When Autumn Wind Scott, chairwoman of the New Jersey Commission on American Indian Affairs, received a phone call from two young filmmakers interested in shooting a documentary about the Ramapough Lenape Nation, she was wary.

“They weren’t the first to come and show interest,” said Scott, a member of the Ramapough and a self-described “gatekeeper” for the tribe, which has about 3,800 registered members and around another 3,000 who are eligible. Many reside just 30 miles outside of Manhattan, in Mahwah and Ringwood, N.J. and neighboring Hillburn, N.Y.

“There have been many to come before them to use the tribe to further their own careers or to gain some type of credential in academia. They took but they left nothing for the tribe and in the majority of cases it was to the detriment of the tribe,” she said.

Director Steven Oritt, 40, one of the filmmakers who reached out to Scott, recalled the vetting process, which included a two-hour meeting with the tribe’s leader, Chief Dwaine Perry, who Oritt described as “all bark and no bite.”

“The first thing he said to me was, ‘Why are you here?’” Oritt remembers. After revealing extensive research and some of the experts in Native American affairs he and producer Corey Bobker lined up for the film, Perry softened.

“In doing my research and getting to know him and the rest of the tribe it made a lot of sense, because they’ve been so burned by so many outside media and individuals who have come in and said they want to tell their story,” said Oritt.

The film “American Native,” which screens on Sept. 12 as part of the Harlem International Film Festival and on Sept. 15 at Regal Cinemas in Union Square, chronicles the Ramapough’s ongoing quest for federal recognition. That status, established by an office within the Department of the Interior and currently held by more than 560 tribes, provides certain benefits, including health care and educational services, economic development programs and the right to self-govern.

The 89-minute film reveals the various hurdles of the federal recognition process, in which cultural identity and heritage must be proven on paper. Perry, who appears throughout the film, sometimes riding his motorcycle, fears that without federal recognition and its protections, their land, in an ever-developing section of the state, will remain in jeopardy.

Conflicts bubble up throughout the film. Kerry Holton, president of the federally recognized Delaware Nation in Anadarko, Okla., opposes the Ramapough’s bid for recognition. Ramapough also bump up against members of a private residential community in Mahwah, where the Ramapough have 13 acres of land. Meanwhile, lawmakers fear that, if granted federally recognized status, the Ramapough will open a casino.

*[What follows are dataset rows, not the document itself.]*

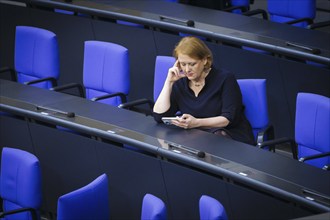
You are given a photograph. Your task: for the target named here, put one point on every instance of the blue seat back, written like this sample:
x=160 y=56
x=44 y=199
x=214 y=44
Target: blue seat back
x=36 y=55
x=106 y=70
x=88 y=202
x=255 y=101
x=20 y=182
x=286 y=10
x=153 y=208
x=162 y=64
x=211 y=209
x=312 y=127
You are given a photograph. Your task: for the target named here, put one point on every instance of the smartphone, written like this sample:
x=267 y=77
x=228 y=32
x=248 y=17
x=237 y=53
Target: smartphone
x=168 y=120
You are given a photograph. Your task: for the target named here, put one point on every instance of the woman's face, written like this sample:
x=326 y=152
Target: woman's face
x=192 y=68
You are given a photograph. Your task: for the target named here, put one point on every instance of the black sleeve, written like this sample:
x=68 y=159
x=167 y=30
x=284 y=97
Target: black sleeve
x=171 y=112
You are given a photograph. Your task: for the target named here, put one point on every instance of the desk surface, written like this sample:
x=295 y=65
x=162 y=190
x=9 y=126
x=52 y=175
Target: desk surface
x=213 y=24
x=259 y=168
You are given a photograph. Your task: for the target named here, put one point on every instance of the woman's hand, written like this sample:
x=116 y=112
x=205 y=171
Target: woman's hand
x=175 y=73
x=186 y=121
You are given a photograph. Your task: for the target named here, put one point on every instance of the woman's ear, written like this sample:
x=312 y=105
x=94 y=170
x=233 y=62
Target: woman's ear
x=205 y=61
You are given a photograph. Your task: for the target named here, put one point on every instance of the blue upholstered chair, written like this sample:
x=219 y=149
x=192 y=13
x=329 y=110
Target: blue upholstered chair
x=20 y=185
x=312 y=129
x=106 y=73
x=162 y=64
x=211 y=209
x=254 y=96
x=36 y=57
x=88 y=202
x=153 y=208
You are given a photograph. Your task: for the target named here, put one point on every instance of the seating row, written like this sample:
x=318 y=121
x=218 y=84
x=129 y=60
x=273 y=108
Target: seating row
x=106 y=78
x=20 y=184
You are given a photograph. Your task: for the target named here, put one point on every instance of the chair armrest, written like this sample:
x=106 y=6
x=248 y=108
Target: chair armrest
x=308 y=20
x=273 y=143
x=319 y=25
x=11 y=71
x=256 y=12
x=132 y=106
x=120 y=94
x=70 y=86
x=241 y=7
x=51 y=79
x=268 y=131
x=315 y=156
x=15 y=211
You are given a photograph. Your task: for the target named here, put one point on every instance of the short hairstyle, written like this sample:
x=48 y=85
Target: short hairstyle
x=194 y=48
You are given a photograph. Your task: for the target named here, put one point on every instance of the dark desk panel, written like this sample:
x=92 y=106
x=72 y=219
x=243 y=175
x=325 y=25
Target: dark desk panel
x=172 y=173
x=242 y=30
x=225 y=36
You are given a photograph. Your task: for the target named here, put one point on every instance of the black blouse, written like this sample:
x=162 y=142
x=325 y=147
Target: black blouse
x=220 y=96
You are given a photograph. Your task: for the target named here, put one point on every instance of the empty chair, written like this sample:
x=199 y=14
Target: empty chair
x=312 y=129
x=36 y=57
x=162 y=64
x=106 y=75
x=153 y=208
x=88 y=202
x=211 y=209
x=20 y=185
x=254 y=96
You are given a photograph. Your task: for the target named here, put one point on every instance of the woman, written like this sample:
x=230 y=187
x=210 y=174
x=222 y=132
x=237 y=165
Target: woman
x=208 y=99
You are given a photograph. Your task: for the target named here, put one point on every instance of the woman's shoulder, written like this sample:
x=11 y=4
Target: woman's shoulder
x=222 y=73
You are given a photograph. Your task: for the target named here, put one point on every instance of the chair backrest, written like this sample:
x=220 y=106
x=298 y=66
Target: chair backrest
x=288 y=10
x=153 y=208
x=211 y=209
x=162 y=64
x=106 y=70
x=20 y=182
x=312 y=127
x=243 y=3
x=36 y=55
x=255 y=101
x=88 y=202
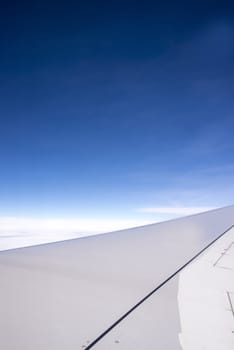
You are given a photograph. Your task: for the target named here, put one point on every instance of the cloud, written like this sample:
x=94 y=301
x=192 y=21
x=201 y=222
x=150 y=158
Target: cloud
x=174 y=210
x=18 y=232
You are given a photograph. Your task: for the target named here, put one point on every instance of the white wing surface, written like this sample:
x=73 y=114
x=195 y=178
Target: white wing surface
x=128 y=289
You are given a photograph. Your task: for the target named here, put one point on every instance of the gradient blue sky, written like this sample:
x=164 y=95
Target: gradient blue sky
x=110 y=108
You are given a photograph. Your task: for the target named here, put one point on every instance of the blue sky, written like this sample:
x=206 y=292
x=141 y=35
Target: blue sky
x=107 y=110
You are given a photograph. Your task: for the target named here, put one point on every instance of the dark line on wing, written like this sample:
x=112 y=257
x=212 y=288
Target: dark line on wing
x=153 y=291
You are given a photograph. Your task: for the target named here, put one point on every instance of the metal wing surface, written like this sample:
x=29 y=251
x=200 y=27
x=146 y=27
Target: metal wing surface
x=127 y=289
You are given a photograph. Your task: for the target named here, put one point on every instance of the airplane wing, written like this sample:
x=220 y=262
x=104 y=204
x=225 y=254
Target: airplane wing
x=163 y=286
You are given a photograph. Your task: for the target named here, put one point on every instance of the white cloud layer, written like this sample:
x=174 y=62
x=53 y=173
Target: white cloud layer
x=18 y=232
x=175 y=210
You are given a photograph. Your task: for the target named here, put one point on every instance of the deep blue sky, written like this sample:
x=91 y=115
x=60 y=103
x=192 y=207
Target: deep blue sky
x=107 y=107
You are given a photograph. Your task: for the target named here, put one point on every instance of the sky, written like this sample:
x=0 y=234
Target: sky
x=114 y=113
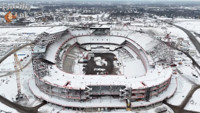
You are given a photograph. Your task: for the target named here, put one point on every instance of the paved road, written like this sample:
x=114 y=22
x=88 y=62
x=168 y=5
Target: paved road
x=180 y=109
x=19 y=108
x=11 y=72
x=191 y=36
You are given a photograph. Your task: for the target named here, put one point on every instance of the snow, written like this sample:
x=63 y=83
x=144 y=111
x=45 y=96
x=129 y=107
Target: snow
x=50 y=108
x=190 y=73
x=53 y=48
x=190 y=24
x=102 y=102
x=9 y=82
x=5 y=108
x=56 y=29
x=60 y=78
x=194 y=102
x=183 y=88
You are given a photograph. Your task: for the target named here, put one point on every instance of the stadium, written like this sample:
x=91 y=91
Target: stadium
x=99 y=68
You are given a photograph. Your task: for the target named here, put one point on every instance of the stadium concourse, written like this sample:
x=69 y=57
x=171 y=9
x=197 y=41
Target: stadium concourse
x=100 y=68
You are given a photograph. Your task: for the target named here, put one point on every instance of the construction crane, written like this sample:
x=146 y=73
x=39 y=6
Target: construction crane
x=18 y=68
x=168 y=37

“(Gaming is) the very least of what federal recognition is about,” said Scott. “For the people, it’s really about recognition of who they actually are ... and a lot of people don’t get the psychological effects of being denied your race, your ancestry and your history.”

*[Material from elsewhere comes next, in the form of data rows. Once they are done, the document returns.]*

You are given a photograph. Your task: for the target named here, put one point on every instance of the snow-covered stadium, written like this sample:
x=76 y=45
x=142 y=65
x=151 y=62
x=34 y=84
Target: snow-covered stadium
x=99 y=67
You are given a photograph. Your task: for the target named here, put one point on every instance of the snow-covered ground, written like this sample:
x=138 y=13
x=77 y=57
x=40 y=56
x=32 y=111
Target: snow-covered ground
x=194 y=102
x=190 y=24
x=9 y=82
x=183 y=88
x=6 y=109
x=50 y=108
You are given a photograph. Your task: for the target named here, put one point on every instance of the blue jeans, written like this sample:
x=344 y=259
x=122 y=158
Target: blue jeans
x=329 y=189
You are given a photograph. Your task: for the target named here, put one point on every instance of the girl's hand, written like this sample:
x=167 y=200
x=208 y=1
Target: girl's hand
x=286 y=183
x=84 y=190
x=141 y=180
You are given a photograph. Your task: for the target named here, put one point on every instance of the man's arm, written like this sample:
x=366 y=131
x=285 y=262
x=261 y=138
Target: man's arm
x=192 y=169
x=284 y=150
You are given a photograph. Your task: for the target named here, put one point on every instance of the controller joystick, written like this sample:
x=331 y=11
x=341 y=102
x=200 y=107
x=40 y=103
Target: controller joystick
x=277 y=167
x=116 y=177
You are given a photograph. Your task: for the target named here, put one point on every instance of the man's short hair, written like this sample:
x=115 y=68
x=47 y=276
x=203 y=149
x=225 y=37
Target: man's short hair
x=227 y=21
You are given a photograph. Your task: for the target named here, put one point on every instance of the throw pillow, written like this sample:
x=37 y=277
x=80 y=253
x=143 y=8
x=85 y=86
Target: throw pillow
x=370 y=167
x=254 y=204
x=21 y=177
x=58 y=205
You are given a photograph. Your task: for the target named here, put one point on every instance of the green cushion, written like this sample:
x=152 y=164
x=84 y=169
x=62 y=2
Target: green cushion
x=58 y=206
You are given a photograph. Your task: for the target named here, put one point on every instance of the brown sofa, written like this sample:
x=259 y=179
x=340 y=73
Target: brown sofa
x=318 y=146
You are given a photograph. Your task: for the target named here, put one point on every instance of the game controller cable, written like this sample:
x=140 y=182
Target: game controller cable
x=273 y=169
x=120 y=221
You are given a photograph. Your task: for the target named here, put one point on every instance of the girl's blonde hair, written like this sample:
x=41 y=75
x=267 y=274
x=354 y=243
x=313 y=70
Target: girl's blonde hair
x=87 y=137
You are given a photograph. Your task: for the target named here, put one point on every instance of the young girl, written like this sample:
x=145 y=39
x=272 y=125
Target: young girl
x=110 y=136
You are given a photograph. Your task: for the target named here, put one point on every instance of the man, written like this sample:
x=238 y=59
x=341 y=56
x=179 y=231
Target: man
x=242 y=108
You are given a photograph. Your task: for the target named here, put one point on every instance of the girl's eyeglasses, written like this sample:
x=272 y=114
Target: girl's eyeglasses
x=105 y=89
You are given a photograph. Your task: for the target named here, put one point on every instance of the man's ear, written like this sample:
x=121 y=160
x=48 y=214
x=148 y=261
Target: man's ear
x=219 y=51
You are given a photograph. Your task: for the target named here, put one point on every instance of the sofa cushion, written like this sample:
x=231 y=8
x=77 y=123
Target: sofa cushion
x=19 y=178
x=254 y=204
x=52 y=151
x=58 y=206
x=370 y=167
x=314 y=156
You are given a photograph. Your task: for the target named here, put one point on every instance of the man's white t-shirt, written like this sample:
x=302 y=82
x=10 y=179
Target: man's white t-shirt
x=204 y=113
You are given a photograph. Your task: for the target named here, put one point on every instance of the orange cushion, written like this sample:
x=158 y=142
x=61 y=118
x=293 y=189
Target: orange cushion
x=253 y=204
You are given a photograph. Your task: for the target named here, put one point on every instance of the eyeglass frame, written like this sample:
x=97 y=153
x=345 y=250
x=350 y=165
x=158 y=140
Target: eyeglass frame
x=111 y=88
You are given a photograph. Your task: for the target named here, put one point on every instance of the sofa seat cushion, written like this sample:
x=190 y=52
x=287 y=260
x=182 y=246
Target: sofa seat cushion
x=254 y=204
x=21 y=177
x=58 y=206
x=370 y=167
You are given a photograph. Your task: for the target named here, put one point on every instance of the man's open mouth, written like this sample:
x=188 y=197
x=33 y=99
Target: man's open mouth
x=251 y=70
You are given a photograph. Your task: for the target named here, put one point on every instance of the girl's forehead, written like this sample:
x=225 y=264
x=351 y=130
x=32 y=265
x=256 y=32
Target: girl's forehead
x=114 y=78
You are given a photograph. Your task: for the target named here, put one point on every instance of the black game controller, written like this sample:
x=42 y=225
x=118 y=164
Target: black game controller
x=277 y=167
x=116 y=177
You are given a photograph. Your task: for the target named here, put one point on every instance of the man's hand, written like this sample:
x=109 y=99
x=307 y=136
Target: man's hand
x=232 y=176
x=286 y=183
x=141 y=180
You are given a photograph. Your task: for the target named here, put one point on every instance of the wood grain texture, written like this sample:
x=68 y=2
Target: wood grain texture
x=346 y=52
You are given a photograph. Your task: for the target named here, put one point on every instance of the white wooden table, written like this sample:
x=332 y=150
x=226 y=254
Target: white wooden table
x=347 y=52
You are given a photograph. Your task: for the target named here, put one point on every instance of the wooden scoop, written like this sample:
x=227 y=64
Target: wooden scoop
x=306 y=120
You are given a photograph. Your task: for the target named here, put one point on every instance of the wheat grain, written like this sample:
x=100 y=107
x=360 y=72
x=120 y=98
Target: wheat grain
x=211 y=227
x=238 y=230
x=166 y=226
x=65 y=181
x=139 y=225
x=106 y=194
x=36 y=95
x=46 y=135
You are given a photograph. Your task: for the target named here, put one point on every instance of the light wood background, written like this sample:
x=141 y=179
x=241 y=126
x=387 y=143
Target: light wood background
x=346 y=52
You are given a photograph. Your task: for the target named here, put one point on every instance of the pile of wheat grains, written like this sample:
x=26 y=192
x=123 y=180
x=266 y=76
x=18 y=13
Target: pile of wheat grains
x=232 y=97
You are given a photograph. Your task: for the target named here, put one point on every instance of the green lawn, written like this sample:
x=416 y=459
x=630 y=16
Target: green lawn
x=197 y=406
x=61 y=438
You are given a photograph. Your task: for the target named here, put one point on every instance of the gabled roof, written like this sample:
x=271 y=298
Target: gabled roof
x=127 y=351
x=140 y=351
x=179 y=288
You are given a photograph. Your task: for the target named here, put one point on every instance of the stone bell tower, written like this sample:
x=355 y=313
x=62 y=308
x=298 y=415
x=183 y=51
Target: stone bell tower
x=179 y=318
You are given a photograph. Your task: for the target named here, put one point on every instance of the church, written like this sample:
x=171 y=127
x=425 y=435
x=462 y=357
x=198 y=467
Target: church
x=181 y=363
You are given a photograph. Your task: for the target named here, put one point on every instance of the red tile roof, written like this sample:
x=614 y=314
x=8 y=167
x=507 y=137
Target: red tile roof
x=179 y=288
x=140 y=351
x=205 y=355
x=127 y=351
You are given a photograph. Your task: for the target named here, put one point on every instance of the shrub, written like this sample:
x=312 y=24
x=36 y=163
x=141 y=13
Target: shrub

Oritt remembers filming a scene at a planning board meeting in Poughkeepsie, N.Y., where Perry hoped to discuss the repatriation of the recently discovered remains of a Native American person. A federally recognized tribe in Wisconsin participated via conference call, even though Ramapough members attended the meeting in person.

“What they were going through was real,” Oritt said. “While I had read a lot about the marginalization, I hadn’t experienced it first hand.”

The filmmakers came to the story after hearing local lore about the people who lived in the mountains of New Jersey. Bobker, a New Jersey native, introduced Oritt to a college friend from the area, who asked if he ever heard about an isolated community in the mountains, not far from the island of Manhattan.

A Google search led Oritt to depictions of a group of people that sounded like the “bogeyman,” he said.

“Me not growing up in that area, I didn’t take it seriously,” said Oritt, who grew up in Washington, D.C. “These stories are very pervasive.”

WeirdNJ.com recounts the local lore of a “motley group of social outcasts.” A 2010 New Yorker story “Strangers on the Mountain,” which Oritt remembers as mostly interested in the “salacious” elements as opposed to the very real, immediate issues of land use and federal recognition, showed him just how much of the tribe’s story remained untold.

“Dominant society likes to paint the Native American experience with a very broad stroke brush,” said Oritt. “I was interested in the nuance in Native American culture and Native American rights that aren’t in the forefront.”

Scott, a former fashion model with a deep, raspy voice, lives in Toms River, N.J., about an hour and a half south of Mahwah, where much of the film unfolds. A mother and a grandmother who raises her five-year-old granddaughter, Scott strives to provide her family with a sense of their history. She made genealogy books with names dating back to the late 1500s for each of her three children.

“I wanted them to know how deeply rooted we are,” she said. Now retired from modeling, she sells handmade textiles, jewelry, dolls and other crafts. “That they’re here on the backs of people who have had it rough and still do, and it’s a privilege.”